On fathers and daughters – Haaretz published the first chapter of Galia Oz’s memoir, she is the daughter of Amos Oz:
‘When I was a child, my father beat me, cursed me and humiliated me. The violence was creative: He dragged me from the house and tossed me into the yard. He called me filth. This wasn’t a passing loss of his temper or a slap on the cheek here and there, but a routine of sadistic abuse. My crime was me myself, and so the punishment was endless. He had a need to be sure I would break.’
‘My father beat my mother. It happened in my presence. But she completely abnegated herself before him, and on the rare occasions when she dared to show anger or pain he crushed and silenced her. When it came to me, they were a united front. She cooperated with him and found excuses to distance me. I was rejected and hated, but they didn’t shut me out completely. Tyranny requires victims and, like all battered children, I came back again and again seeking closeness, hoping that something would change.’

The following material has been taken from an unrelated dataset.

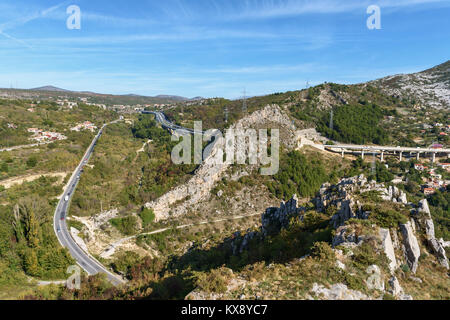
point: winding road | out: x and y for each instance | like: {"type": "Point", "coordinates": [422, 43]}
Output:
{"type": "Point", "coordinates": [87, 262]}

‘And there was this thing that assumed the guise of love, that was presented as an absolute fact in public and within the family circle, which erased all doubts and preemptively silenced any rebellious thoughts. To this day, I can hardly believe how effective and hermetic this structure was. I was a child, but there was no childhood. Decades passed before I understood that the violence did not disappear when I became an adult; it just took on a different form. That this pattern of intimidation and denial never changed until the day my father died.’
Read the article here.
Amos Oz, the author who was named ‘the Dostoevsky of the Jewish people’ by President Reuven Rivlin a wifebeater, a father guilty of child abuse? All is possible.
The other children of Amos Oz and his wife have defended Amos Oz without attacking Galia Oz.
It’s hard to know what really happened. And since Amoz Oz is dead it is not a judicial matter anymore, if it ever was such a matter, even Galia herself states that it wasn’t.
The private lives of authors, painters and filmmakers should not be confused with appreciation or the lack of it for their works.
You can be a parttime monster and produce great novels and movies.
If literature taught us one thing it should be this.
The idea that the impeccable person should create more or less impeccable art, probably also morally uplifting, is an idea that belongs to the past, the times that the church still wanted to regulate what we read and what we see.
New churches are trying to impose more or less the same ideas as the old church but disguised as progress.
It’s time to realize that the grey zone is real, the monster is near, maybe standing in our kitchen. Saints don’t produce art, they produce sainthood.